Los riesgos del ocio

Ir al gimnasio es toda una experiencia no nada más para los atrofiados músculos o la grasa sobre grasa acumulada que se resiste a abandonarte. Además de los maravillosos momentos que puedes pasar en compañía de fierros más oxidados que tú, tratando de bajar y subir una barra, con un peso adecuado para tu edad y para el miedo que ya cargas de lastimarte cada vez que escuchas el grito del dueño del gimnasio (todo forzudo) preguntando si todavía estás calentando  -grito con el que pretende avergonzarte para hacerte poner más quilos al esfuerzo- y al que contestas con un dejo de valentía (y mucho de “me vale tu opinión, no pretendo tronar mis músculos solo seguir sana”) “sí, claro” (y te aguantas las  ganas de agregar el “señor sí señor” de tantas películas de corpulentos y sudorosos soldados en entrenamiento).

Bueno, además de eso y la singular alegría de llegar, saludar y que no te respondan las mal encaradas chicas (pero eso sí, con nalgas de ensueño para cualquiera que necesite estímulos para hacer mil sentadillas y/o eróticos) que por la tarde se encuentran “atendiendo la recepción” del gimnasio al que asisto (cuando puedo y no se me atraviesa el famoso y tentador tequilas and friends), es posible encontrar bastante inspiración para la escritura mientras haces una caminata de manera segura en esos aparatos, sin interrupciones de tráfico, de perros ladrando, de banquetas rotas o llenas de agujeros, sin encontrar a nadie en el camino que te salude e inicie una de esas conversaciones sin fin que tienen lugar cuando el conocido se acerca.

Y luego comienzas a conocer gente, a tener pequeños cotilleos con algunos asistentes regulares con los que ya te saludas. Imposible no sentirte animada y llena de energía cada vez que el chico que grita “ánimo, muy bien, vas bien”, quien un día de la nada te interceptó al bajarte de la bicicleta, para presentarse y de paso decir que el spining “muy bien, excelente” y desde entonces no deja de pasar sin dar su alegre estímulo a quien se deje.

Y el gran chismorreo que se hace al darnos cuenta como algunas chicas tardan más que otras en ponerse la ropa deportiva. Saber que algunas llegan, se bañan, se cambian con sexi atuendos que moldean carnes y destacan curvas, y además se perfuman tanto que su rutina más parece un ritual amoroso, con ellas o con lo demás, ahí si yo no estoy para desentrañar eso, que a veces te hace pensar si no estarás mal por usar siempre las mismas tres mallas que usas desde tiempos infinitos cuando te diste cuenta que necesitabas comprar porque las otras tres mallas que tenías ya se habían desgastado; y si es correcto seguir usando esas playeras que has heredado de bailes de bodas, de las escuelas donde trabajaste o de tus hijos que ya se fueron y que te quedan convenientemente largas para poder limpiar el sudor de tu rostro cada tanto. Te avergüenzas a veces de no ser la mujer sofisticada que va al gimnasio porque únicamente te envuelves el cabello en una liga, y no dedicas (a veces más de media hora, según hemos contado las indiscretas mientras seguimos esforzándonos en moldear hombros) tiempo en cepillarte y dejar una cola de caballo impecablemente lisa y brillante sobre tu cabeza.
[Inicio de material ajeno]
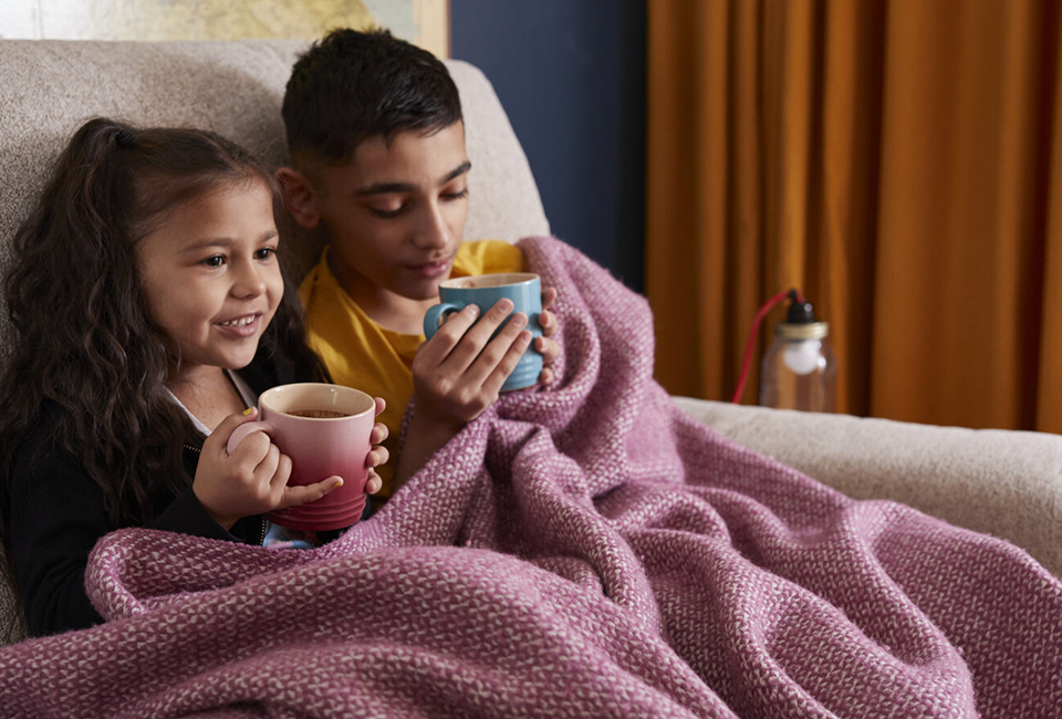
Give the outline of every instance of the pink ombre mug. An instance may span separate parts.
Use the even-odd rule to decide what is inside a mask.
[[[258,398],[261,420],[240,425],[231,452],[253,431],[264,431],[291,458],[289,484],[313,484],[333,475],[343,486],[321,499],[267,514],[289,529],[325,531],[350,527],[365,509],[365,460],[372,451],[376,400],[360,389],[302,383],[281,385]]]

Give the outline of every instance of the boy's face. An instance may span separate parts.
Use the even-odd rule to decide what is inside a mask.
[[[342,166],[321,167],[317,209],[332,269],[355,301],[394,293],[434,300],[468,213],[465,125],[372,137]]]

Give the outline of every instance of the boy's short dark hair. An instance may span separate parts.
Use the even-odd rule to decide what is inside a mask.
[[[292,156],[343,163],[369,137],[431,133],[461,119],[457,85],[435,55],[387,30],[333,30],[299,58],[282,108]]]

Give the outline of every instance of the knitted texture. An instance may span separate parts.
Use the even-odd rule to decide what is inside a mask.
[[[694,421],[645,301],[522,247],[560,292],[554,387],[319,550],[104,538],[111,621],[0,650],[3,716],[1058,716],[1058,580]]]

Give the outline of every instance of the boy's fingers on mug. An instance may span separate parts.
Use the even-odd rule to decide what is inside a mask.
[[[517,368],[517,364],[520,363],[520,357],[523,356],[523,353],[528,351],[530,345],[530,332],[525,330],[517,335],[517,338],[509,345],[509,350],[501,357],[501,361],[493,367],[493,371],[483,382],[483,388],[489,390],[492,396],[501,392],[501,386],[506,384],[506,379],[508,379],[512,371]]]
[[[417,354],[423,355],[424,359],[428,361],[431,365],[438,366],[442,364],[442,362],[449,357],[450,353],[452,353],[454,347],[460,344],[468,329],[472,326],[472,323],[476,322],[476,317],[478,316],[479,308],[475,304],[468,305],[460,312],[455,312],[450,315],[449,320],[442,323],[442,326],[439,327],[439,331],[435,333],[434,337],[420,345]]]
[[[535,337],[534,348],[542,353],[542,364],[552,364],[561,354],[561,345],[546,336]]]
[[[391,459],[391,452],[387,451],[386,447],[373,447],[373,451],[368,452],[368,457],[365,458],[365,466],[372,469],[386,465],[388,459]]]
[[[548,310],[539,313],[539,326],[542,327],[542,334],[549,337],[556,332],[556,315]]]
[[[339,489],[342,486],[343,478],[339,476],[329,477],[327,479],[321,480],[316,484],[296,487],[288,486],[284,488],[284,497],[277,509],[288,509],[289,507],[299,507],[301,504],[305,504],[306,502],[312,502],[321,499],[332,490]]]
[[[498,336],[491,340],[476,358],[470,369],[469,381],[475,384],[485,383],[487,378],[493,374],[494,369],[509,357],[514,348],[518,350],[514,363],[519,362],[523,353],[527,352],[528,345],[531,343],[530,338],[524,341],[523,337],[524,334],[527,334],[528,337],[531,336],[531,333],[524,329],[527,325],[528,315],[522,312],[512,315],[512,319],[501,329]],[[517,345],[522,346],[517,347]],[[514,363],[513,367],[516,367]],[[512,369],[510,369],[510,372],[512,372]]]
[[[509,319],[512,314],[512,300],[508,298],[498,300],[498,302],[487,311],[483,319],[472,325],[471,329],[465,333],[465,336],[461,337],[458,345],[454,347],[454,351],[450,352],[450,355],[446,358],[446,368],[457,374],[465,373],[473,363],[481,362],[483,355],[489,355],[491,353],[490,345],[507,334],[509,337],[503,342],[506,346],[508,346],[516,335],[516,332],[513,332],[513,322],[520,324],[519,327],[516,327],[516,330],[519,331],[523,324],[527,323],[527,315],[518,313],[518,315],[513,316],[513,322],[509,322],[502,331],[498,333],[497,337],[491,340],[491,335],[501,326],[502,322]],[[522,319],[518,320],[518,316]],[[491,364],[496,364],[501,357],[501,353],[497,350],[493,351],[493,354],[496,354],[497,357],[494,358],[494,363]],[[487,373],[483,373],[482,376],[486,377]]]

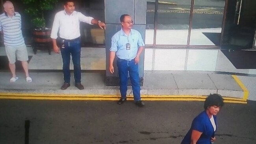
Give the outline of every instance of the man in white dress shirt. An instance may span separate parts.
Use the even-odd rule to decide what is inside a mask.
[[[82,13],[74,11],[73,0],[66,0],[64,2],[65,9],[57,13],[53,22],[51,38],[52,39],[53,49],[55,52],[61,54],[63,62],[63,74],[64,80],[61,89],[65,90],[70,86],[70,55],[74,65],[74,77],[75,86],[80,90],[84,89],[81,83],[81,44],[80,40],[80,22],[90,24],[97,24],[102,29],[106,29],[103,22],[87,17]],[[57,45],[56,39],[59,31],[59,37]]]

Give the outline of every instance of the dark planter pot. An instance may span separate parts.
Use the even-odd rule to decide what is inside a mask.
[[[51,54],[52,48],[52,41],[50,38],[51,29],[40,30],[35,29],[33,31],[33,42],[32,47],[34,54],[37,54],[37,50],[48,50]]]

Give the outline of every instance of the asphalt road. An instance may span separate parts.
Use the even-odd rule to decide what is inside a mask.
[[[0,100],[0,144],[179,144],[203,110],[200,102],[145,102]],[[256,101],[226,103],[215,144],[256,144],[255,114]]]

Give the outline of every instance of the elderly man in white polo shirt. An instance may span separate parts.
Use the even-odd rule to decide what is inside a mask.
[[[54,50],[57,53],[60,52],[62,57],[64,83],[61,89],[65,90],[70,86],[69,64],[71,54],[74,65],[75,86],[82,90],[84,87],[81,83],[80,22],[90,24],[97,24],[102,29],[106,28],[106,25],[104,23],[93,17],[86,17],[74,11],[74,0],[66,0],[64,4],[65,9],[59,11],[55,15],[51,34]],[[59,39],[60,44],[57,46],[56,39],[58,37],[58,31],[59,37],[58,39]]]
[[[9,67],[12,74],[11,83],[18,78],[15,73],[16,55],[21,61],[28,82],[32,81],[28,74],[28,52],[21,31],[20,15],[14,11],[12,3],[7,1],[4,4],[4,13],[0,15],[0,31],[4,33],[4,41],[6,54],[9,61]]]

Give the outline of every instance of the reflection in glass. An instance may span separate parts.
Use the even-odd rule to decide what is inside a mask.
[[[156,0],[147,0],[147,14],[145,44],[153,44],[154,43],[154,20]]]
[[[220,45],[224,6],[224,0],[195,0],[189,45]]]
[[[191,0],[158,2],[156,44],[187,45]]]

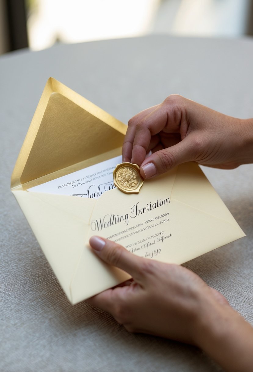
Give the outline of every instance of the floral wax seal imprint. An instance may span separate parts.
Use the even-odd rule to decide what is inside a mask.
[[[118,164],[113,174],[115,186],[127,194],[138,194],[143,185],[143,179],[137,164],[129,163]]]

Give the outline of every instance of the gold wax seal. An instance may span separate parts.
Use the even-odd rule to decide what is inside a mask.
[[[112,174],[115,186],[127,194],[138,194],[143,185],[143,179],[137,164],[129,163],[118,164]]]

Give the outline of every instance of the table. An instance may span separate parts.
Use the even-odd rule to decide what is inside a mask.
[[[125,123],[172,93],[246,118],[253,117],[253,65],[252,39],[166,35],[58,45],[0,58],[2,372],[221,370],[196,348],[130,334],[85,302],[70,305],[10,180],[50,76]],[[253,323],[253,166],[203,169],[247,236],[185,266]]]

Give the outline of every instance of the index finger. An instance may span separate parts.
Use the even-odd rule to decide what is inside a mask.
[[[122,147],[122,161],[130,162],[132,158],[132,151],[133,148],[133,144],[135,135],[135,128],[138,124],[144,118],[149,115],[151,112],[155,110],[159,105],[150,107],[146,110],[141,111],[139,113],[135,115],[128,122],[128,125],[126,131],[126,133],[125,137],[124,142]],[[142,161],[139,162],[139,165]],[[137,163],[138,164],[138,163]]]
[[[129,274],[136,282],[139,281],[141,276],[140,269],[141,257],[105,238],[92,236],[89,243],[94,251],[105,262],[122,269]]]

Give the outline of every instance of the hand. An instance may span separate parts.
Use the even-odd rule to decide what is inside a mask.
[[[104,261],[133,277],[132,282],[88,301],[111,314],[128,331],[195,344],[203,311],[229,306],[221,294],[183,266],[139,257],[104,238],[93,237],[90,243]]]
[[[227,116],[172,94],[130,119],[122,154],[123,161],[138,164],[150,178],[191,161],[235,168],[253,162],[253,119]]]
[[[138,257],[104,238],[92,237],[90,244],[104,261],[133,277],[89,299],[91,304],[130,331],[196,345],[230,372],[253,370],[253,328],[197,275]]]

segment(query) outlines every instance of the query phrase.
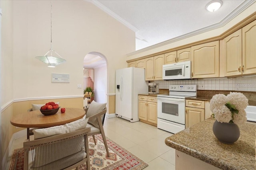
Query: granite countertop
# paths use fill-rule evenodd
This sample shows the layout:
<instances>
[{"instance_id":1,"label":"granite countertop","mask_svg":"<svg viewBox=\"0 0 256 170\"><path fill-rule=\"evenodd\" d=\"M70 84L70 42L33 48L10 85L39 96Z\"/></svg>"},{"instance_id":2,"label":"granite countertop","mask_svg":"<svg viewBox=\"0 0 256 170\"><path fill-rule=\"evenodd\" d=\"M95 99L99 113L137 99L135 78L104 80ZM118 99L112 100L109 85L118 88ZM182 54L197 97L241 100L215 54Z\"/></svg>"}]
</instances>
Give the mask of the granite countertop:
<instances>
[{"instance_id":1,"label":"granite countertop","mask_svg":"<svg viewBox=\"0 0 256 170\"><path fill-rule=\"evenodd\" d=\"M240 137L233 144L219 142L212 132L212 118L165 139L175 149L223 170L256 169L256 123L240 126Z\"/></svg>"},{"instance_id":2,"label":"granite countertop","mask_svg":"<svg viewBox=\"0 0 256 170\"><path fill-rule=\"evenodd\" d=\"M149 94L148 93L145 94L138 94L138 95L141 96L154 96L154 97L157 97L157 95L158 94Z\"/></svg>"}]
</instances>

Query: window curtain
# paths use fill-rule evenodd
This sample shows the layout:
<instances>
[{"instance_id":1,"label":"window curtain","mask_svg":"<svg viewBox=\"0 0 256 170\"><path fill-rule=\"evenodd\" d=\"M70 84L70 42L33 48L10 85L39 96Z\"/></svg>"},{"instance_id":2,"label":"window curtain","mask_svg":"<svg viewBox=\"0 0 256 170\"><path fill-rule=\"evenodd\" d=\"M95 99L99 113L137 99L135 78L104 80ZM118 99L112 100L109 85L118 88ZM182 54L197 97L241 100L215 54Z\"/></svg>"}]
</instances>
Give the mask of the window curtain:
<instances>
[{"instance_id":1,"label":"window curtain","mask_svg":"<svg viewBox=\"0 0 256 170\"><path fill-rule=\"evenodd\" d=\"M84 68L84 78L87 79L87 84L86 85L86 87L90 87L93 90L94 70L92 69Z\"/></svg>"}]
</instances>

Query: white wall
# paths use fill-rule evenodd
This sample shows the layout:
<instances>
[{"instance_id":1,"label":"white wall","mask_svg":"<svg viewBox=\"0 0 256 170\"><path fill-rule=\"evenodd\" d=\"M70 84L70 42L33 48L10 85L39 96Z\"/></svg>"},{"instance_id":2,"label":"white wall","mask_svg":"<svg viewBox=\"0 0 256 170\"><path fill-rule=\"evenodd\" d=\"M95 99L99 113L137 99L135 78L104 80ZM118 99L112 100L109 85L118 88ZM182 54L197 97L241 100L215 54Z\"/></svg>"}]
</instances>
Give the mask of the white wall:
<instances>
[{"instance_id":1,"label":"white wall","mask_svg":"<svg viewBox=\"0 0 256 170\"><path fill-rule=\"evenodd\" d=\"M94 100L98 103L107 102L107 66L94 68Z\"/></svg>"},{"instance_id":2,"label":"white wall","mask_svg":"<svg viewBox=\"0 0 256 170\"><path fill-rule=\"evenodd\" d=\"M81 95L84 56L96 51L110 61L107 92L114 93L115 70L126 66L135 33L88 2L52 3L52 47L67 61L50 68L35 58L50 47L50 1L13 1L15 86L8 91L14 99ZM70 74L70 83L51 82L52 73Z\"/></svg>"}]
</instances>

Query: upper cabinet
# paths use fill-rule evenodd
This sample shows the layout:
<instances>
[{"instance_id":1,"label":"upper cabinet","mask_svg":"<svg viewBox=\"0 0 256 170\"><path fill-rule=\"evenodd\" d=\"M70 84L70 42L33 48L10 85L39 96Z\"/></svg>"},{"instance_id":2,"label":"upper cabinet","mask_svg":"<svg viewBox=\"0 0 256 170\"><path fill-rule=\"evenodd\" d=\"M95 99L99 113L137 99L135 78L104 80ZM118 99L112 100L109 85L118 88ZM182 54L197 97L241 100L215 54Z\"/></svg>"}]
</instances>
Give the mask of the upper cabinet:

Sí, ir al gimnasio es la experiencia completa, te olvidas de los asuntos molestos del trabajo, te relajas mientras sudas cualquier toxina que pueda aletargar tu cerebro y te diviertes observando los diversos comportamientos humanos que van desde “me tomo fotos en cada aparato”, pasando por “ni te veo ni te saludo porque yo si estoy bien fornido” y los interminables modos como cada ser pueda ejercer el poder que tiene sobre su propio cuerpo.